I am the first author on the linked paper. I've considered this and I am hopeful. There are lots of questions and architecture level decisions that need to made. Here are my considerations:
1. At what level of abstraction is the view hierarchy placed into the image?
Since FF can only take screenshots of the web page as opposed to the surrounding UI or background content, HTML elements could work as well as accessibility nodes. HTML nodes would be nicely OS independent, allowing screenshots taken on one OS to be interpreted on another OS, including mobile ones. However, I think the broader accessibility ecosystem would want to participate as well. I would love for example, for a screenshot of an Android app to be readable when embedded inside a webpage, something that is not elegantly possible with HTML. If we use lower-level representations this would be possible, but I would need to understand how Firefox interfaces with OS accessibility infrastructure and how to make this cross-platform.
2. Privacy issues
This is a big one and one that I think should definitely be addressed. We raised this issue in our paper and we are working on approaches that may work. Essentially, we encrypt the nodes of the view hierarchy using a key computed from pixels underlying the bounding box of each node. At access time, when the user tries to access the view hierarchy, they need to first decrypt the nodes by computing the key from the pixels.

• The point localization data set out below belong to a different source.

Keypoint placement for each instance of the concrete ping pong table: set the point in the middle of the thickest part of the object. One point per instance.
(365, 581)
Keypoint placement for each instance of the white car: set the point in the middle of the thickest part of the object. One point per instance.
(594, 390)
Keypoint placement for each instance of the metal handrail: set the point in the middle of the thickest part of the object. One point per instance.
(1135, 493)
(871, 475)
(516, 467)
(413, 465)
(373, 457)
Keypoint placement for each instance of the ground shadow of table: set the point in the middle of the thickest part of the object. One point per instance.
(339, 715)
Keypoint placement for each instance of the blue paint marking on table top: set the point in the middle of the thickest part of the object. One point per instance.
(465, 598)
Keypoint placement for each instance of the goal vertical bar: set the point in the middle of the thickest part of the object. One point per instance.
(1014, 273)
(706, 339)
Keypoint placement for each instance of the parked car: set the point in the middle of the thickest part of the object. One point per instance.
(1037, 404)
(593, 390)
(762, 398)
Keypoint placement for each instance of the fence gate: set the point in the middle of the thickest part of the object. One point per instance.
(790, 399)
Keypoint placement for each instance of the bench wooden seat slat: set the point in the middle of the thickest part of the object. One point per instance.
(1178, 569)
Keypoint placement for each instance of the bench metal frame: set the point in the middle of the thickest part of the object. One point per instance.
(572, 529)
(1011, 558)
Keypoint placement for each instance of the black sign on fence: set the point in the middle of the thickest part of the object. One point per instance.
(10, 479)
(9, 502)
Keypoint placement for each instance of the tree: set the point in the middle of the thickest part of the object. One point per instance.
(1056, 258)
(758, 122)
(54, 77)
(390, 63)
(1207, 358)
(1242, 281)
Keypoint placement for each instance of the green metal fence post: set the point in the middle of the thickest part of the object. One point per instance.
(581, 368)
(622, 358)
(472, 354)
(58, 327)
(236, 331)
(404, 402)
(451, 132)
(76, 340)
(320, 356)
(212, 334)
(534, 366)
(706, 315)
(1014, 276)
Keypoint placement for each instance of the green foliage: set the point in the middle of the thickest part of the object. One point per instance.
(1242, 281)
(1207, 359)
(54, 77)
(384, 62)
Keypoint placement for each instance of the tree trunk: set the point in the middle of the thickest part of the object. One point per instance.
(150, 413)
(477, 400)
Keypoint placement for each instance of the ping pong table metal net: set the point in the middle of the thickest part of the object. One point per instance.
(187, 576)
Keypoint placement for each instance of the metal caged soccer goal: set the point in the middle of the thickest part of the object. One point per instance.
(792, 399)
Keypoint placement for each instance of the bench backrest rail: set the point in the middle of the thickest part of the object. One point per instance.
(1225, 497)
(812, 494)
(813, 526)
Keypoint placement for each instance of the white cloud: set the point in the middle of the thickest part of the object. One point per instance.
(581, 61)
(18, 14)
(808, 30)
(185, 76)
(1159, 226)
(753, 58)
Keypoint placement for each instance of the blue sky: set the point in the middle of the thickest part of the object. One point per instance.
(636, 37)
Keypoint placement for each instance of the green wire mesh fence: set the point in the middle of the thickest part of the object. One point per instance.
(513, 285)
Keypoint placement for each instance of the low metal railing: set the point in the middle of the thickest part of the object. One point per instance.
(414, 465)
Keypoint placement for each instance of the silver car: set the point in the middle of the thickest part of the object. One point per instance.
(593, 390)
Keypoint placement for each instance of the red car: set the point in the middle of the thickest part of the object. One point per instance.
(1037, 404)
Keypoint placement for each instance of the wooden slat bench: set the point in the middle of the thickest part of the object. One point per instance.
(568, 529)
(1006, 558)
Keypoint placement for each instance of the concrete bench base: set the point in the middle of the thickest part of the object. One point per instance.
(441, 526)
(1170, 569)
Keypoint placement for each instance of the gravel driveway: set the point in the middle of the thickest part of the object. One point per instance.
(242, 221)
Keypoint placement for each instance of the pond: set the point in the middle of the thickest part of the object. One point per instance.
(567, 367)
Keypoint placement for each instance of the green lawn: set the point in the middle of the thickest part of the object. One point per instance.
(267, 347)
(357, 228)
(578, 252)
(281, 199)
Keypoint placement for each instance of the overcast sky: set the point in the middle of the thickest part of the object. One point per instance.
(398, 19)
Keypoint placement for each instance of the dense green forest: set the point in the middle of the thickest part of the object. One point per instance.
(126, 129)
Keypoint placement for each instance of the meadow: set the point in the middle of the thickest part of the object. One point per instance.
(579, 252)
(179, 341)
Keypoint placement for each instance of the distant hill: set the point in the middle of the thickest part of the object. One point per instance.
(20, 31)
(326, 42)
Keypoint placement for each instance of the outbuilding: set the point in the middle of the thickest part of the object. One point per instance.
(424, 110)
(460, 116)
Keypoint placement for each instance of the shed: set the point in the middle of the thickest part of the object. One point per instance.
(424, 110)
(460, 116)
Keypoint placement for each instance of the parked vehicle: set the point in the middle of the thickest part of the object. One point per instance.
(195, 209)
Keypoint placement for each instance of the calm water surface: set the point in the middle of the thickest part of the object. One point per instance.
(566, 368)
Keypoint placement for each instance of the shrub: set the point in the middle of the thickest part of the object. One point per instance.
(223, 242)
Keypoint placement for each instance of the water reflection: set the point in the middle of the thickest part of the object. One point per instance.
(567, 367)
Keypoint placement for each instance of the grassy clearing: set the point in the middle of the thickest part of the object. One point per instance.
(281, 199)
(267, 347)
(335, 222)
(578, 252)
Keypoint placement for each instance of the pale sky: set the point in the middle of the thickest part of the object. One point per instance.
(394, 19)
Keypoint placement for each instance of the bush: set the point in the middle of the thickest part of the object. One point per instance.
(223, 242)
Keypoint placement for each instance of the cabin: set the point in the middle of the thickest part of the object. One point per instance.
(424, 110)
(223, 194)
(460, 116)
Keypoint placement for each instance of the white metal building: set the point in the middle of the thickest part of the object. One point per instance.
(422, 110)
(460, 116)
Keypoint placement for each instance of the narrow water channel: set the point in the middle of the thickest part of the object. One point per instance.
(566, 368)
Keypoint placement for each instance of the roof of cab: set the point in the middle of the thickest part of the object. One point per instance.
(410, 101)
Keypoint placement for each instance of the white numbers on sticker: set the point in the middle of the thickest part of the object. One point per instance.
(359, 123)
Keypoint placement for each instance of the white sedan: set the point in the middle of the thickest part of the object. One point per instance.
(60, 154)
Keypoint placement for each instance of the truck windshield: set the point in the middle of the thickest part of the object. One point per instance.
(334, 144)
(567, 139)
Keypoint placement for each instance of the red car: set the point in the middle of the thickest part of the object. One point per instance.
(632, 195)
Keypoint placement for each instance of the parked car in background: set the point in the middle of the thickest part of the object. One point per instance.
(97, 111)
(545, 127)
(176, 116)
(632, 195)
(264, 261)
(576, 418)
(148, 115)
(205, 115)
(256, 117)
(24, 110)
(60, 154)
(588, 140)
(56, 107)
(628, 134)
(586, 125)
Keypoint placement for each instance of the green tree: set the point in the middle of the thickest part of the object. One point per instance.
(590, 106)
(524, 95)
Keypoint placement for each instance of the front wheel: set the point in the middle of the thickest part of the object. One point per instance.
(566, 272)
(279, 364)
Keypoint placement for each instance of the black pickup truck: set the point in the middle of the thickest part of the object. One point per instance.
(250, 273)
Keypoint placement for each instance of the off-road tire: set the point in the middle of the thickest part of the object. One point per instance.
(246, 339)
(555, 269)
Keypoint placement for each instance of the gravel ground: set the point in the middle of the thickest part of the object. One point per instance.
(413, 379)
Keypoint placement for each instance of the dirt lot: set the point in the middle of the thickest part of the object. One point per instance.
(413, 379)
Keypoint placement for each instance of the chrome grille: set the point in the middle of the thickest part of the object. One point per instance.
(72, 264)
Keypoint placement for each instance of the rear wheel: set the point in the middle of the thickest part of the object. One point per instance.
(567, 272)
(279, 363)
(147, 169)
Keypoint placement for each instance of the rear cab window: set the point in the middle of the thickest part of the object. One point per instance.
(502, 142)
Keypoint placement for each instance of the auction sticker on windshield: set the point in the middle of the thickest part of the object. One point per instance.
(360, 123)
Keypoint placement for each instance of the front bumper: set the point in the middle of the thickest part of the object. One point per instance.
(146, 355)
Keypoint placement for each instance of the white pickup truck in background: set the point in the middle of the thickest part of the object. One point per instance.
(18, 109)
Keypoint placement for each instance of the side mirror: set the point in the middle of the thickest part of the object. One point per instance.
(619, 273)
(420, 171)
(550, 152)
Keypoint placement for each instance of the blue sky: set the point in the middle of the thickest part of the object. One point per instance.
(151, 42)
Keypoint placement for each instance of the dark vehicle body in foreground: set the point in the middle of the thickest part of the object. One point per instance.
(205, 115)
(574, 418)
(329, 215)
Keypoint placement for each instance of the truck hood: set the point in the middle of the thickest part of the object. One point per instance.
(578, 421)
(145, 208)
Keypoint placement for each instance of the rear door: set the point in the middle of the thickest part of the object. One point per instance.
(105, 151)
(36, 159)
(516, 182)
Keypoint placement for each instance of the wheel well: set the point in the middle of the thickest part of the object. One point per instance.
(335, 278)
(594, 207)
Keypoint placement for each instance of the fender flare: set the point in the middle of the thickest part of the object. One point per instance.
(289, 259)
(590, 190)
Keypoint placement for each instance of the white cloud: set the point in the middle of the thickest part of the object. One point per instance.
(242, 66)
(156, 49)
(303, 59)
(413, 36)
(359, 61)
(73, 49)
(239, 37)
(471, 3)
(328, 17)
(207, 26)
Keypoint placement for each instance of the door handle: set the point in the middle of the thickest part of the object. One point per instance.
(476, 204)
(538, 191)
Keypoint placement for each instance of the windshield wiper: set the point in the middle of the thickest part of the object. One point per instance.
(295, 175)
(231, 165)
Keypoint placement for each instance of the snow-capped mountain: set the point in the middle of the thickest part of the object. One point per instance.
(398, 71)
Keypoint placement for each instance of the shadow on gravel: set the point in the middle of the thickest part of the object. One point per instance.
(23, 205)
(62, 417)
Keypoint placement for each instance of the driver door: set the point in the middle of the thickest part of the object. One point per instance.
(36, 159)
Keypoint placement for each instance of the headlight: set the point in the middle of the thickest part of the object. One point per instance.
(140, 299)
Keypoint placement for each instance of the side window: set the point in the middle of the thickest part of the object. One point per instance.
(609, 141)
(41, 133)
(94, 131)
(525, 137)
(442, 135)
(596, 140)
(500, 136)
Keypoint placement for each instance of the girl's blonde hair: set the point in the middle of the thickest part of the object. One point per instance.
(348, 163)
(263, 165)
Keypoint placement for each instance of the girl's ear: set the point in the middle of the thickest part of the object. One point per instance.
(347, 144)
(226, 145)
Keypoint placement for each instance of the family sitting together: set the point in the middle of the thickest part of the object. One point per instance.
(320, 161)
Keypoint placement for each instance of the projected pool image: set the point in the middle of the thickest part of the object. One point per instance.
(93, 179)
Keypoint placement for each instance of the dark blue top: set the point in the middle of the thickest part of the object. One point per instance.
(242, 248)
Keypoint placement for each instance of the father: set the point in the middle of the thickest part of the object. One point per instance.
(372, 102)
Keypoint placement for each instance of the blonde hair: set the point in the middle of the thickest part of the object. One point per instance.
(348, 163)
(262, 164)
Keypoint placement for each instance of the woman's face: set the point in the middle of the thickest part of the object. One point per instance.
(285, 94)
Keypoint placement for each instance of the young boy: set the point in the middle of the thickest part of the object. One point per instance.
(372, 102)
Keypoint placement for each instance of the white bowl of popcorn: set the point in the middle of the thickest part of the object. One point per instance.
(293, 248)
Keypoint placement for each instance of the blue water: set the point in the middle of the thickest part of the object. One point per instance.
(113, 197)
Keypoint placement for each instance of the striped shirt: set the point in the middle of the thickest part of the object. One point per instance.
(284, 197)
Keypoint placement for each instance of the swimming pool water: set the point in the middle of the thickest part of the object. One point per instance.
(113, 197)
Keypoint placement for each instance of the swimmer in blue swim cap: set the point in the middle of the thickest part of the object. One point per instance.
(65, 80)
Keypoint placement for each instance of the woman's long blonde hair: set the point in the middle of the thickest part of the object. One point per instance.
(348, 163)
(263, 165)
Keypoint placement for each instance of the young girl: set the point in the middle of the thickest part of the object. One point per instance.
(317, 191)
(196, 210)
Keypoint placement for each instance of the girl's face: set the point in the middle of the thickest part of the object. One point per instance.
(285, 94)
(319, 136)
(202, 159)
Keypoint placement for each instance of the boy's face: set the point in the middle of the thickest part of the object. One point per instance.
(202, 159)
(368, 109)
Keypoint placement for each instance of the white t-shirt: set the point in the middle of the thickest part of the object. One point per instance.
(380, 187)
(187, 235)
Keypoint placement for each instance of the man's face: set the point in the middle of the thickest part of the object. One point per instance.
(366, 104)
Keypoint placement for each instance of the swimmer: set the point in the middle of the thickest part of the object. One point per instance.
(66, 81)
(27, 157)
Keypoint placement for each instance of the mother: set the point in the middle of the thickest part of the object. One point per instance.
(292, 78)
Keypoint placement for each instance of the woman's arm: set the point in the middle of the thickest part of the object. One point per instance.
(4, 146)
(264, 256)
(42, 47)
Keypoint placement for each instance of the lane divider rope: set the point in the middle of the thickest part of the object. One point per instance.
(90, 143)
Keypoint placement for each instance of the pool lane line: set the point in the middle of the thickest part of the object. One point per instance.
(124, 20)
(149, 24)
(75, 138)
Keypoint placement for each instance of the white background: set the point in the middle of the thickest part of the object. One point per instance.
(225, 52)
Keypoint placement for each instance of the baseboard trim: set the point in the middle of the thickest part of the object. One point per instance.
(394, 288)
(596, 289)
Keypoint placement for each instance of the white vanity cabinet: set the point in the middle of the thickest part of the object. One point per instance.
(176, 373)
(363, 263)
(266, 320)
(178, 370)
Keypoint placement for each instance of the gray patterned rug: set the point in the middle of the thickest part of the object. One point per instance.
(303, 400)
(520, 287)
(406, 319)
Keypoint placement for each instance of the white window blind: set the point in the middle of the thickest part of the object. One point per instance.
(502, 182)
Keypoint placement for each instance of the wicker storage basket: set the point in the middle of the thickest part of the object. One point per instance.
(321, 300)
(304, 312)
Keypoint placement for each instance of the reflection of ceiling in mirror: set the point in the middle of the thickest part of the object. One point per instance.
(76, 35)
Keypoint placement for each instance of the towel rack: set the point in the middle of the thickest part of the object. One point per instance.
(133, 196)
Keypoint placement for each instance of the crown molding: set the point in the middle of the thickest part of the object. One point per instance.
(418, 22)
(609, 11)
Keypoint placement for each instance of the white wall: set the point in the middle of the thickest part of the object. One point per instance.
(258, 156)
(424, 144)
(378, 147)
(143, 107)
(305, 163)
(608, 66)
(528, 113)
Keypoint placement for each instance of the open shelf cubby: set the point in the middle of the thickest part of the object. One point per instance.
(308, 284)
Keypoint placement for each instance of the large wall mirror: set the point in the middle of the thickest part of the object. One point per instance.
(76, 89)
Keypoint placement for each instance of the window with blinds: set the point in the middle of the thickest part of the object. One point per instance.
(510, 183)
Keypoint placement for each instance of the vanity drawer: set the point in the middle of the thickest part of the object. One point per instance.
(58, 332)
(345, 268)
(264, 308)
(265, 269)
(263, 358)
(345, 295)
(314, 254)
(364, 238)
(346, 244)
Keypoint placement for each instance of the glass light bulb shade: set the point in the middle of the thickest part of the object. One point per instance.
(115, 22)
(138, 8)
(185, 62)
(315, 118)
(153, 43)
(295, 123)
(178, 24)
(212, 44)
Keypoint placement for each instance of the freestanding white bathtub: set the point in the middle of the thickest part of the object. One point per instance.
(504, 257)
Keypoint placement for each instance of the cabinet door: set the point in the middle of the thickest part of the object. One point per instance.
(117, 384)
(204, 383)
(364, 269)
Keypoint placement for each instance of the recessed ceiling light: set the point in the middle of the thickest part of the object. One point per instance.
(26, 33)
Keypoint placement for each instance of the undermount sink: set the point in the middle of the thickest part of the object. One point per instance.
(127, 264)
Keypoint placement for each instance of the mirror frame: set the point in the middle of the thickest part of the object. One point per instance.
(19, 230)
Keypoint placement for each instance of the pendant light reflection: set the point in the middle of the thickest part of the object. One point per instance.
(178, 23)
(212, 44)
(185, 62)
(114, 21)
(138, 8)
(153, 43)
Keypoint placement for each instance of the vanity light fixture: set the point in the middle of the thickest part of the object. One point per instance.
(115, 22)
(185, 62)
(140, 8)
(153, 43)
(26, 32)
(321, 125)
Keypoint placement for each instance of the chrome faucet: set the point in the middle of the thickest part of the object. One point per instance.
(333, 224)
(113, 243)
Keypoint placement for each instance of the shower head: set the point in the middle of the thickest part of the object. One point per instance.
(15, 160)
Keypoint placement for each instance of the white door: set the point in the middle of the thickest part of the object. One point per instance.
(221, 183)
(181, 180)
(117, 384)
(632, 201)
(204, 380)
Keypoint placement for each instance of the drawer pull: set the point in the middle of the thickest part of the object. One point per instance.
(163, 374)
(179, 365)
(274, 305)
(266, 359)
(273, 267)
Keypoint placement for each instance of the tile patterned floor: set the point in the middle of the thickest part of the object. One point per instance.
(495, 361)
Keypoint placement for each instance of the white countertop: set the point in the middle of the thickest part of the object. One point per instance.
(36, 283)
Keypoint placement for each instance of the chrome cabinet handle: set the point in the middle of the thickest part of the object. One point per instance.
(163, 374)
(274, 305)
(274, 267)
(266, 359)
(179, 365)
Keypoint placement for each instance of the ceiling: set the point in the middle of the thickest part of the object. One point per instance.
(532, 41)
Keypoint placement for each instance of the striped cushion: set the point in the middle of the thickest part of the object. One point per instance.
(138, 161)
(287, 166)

If the pixels are lost by cropping or blacking out in a photo editor, then the key cannot be computed. This approach is elegant but more work is needed to verify that it doesn't have security issues. Another extension of this is handling cropping and zooming and is solved by a related technique.
3. Interop with other file metadata
The current PNG and JPEG don't have a specified tag for accessibility information. We currently hijack a bunch of string type fields and store our metadata there. I'm worried that we might break somebody's workflow by not using a "standard" tag. That said, the standardization seems to be iffy anyway. The tag descriptions at https://www.sno.phy.queensu.ca/~phil/exiftool/TagNames/EXIF.html shows a bunch of manufacturer and company-specific tags, so other people's code might already be pretty robust against this.
4. Usability issues
Our current system causes the accessibility cursor to move directly into the image without providing context or warning. I am a very novice screen reader user but I find it pretty confusing. Ideally, we'd want to provide something like "This screenshot is accessible: Double-tap/click to enter inside." before mounting the contained view hierarchy.